Spin the wheel forward to 2010. Dwight Duncan is now Ontario's Finance Minister. In Mr. Duncan's budget that year, he proclaimed: "Just 20 years ago, 32 cents of every dollar spent on government programs was spent on health care. Today, it is 46 cents. In 12 years, if we don't take action, it could be 70 cents."

Having warned Ontarians in 2004 that 7-per-cent annual health-care increases were not "sustainable," what did Mr. Sorbara and his colleagues do? Answer: From 2003-2004 to 2010-2011, they increased health-care spending by almost $16-billion, a 52-per-cent increase over seven years – or, wait for it, 6.2 per cent each year.

The Liberals were on a spending treadmill, and they couldn't get off it. So, for that matter, were many provincial governments across Canada – at least until the aftermath of the brutal 2008 recession turned their surpluses into deficits – in Ontario's case, a $15-billion deficit.

Now, belatedly, the Liberals have done an about-face. Strapped for cash and burdened by deficits, they're slamming on the spending brakes for education and health care. So are other provincial governments that are wrestling with their most expensive program, health care, in a period of deficits.

Many were the reasons for the Liberals' huge health-care spending increases. An obvious one was demand, which grows and grows to take all available money. Among others was the idea, articulated forcefully in the 2002 Romanow commission report, that health care needed a huge infusion of money that would "buy change."

Following this advice, and enjoying fiscal surpluses, Ottawa and the provinces agreed that the federal government would pour an additional $41-billion into health care over a decade – indexed at 6 per cent a year. That 6 per cent sounds generous, and it is. But if yearly spending is going up by 6.2 per cent, a 6-per-cent indexation just keeps things afloat. Which is what happened in Ontario, and elsewhere. The post-Romanow money didn't buy change as much as it bought time.

It also bought big wage settlements. Ontario physicians and nurses – the large provider groups within the system, organized in powerful associations and unions – did just what Ontario teachers did: They negotiated handsome settlements that grabbed a big chunk of the new money being injected into these public systems.

That this would happen should have been seen by any politician at the time, because such is the nature of the public sector dominated by motivated and mobilized organized groups. The money the groups got far exceeded productivity gains (an economic principle called Baumol's cost disease).

Now, its fiscal back against the wall, the Ontario government is generating important changes to health care: altering the way hospitals are financed, allowing pharmacists to do more, scaling back providers' income increases, trying harder to get more value and higher quality outcomes for the money spent.

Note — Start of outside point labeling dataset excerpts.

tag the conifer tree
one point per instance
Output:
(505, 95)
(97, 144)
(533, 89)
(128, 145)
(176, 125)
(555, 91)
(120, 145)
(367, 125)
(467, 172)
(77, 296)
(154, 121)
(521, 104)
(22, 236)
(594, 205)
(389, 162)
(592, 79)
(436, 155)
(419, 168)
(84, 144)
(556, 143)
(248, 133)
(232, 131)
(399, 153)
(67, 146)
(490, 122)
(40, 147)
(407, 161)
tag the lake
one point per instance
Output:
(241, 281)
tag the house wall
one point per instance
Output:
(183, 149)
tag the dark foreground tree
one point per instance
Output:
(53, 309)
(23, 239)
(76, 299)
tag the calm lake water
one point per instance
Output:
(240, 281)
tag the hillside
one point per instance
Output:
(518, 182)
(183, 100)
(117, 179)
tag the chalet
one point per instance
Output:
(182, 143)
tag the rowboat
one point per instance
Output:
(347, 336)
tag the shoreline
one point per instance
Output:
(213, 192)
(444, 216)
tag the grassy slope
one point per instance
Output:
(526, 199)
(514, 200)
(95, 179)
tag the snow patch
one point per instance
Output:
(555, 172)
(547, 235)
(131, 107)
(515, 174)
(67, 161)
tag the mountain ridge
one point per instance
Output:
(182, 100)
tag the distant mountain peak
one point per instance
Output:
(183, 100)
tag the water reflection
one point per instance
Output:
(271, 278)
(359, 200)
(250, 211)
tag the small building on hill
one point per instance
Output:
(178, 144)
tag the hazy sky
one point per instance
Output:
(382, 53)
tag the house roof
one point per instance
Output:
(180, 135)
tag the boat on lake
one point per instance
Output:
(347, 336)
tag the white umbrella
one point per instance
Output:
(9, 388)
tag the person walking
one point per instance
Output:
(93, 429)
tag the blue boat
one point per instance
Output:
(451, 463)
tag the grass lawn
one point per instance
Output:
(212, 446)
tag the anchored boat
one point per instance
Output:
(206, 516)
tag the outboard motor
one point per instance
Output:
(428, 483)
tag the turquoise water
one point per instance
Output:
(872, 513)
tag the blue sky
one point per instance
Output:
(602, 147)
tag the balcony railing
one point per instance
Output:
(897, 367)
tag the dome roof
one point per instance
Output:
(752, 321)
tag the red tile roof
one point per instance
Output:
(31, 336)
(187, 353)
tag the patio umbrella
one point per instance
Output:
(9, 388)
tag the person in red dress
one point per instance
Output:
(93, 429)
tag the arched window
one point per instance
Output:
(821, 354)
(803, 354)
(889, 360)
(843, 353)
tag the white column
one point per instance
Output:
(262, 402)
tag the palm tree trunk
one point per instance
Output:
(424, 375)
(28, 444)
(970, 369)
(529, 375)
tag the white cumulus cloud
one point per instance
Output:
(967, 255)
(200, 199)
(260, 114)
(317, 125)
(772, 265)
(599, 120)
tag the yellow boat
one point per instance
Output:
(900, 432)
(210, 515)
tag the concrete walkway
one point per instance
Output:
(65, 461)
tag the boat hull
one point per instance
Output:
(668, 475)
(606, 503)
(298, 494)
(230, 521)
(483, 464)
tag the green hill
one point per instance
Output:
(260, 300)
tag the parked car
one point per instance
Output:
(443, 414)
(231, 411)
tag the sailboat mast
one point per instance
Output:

They're steps in the right direction, many long overdue. Many more are required, and over a long period of time.

There are more changes being introduced now that money is tight in Ontario than when governments operated under the "buy change" illusion.

The yearly increase of the Ontario government's health-care spending from 2003-2004 to 2010-2011 was 6.2 per cent. Incorrect information appeared in print editions and an earlier online version of this column.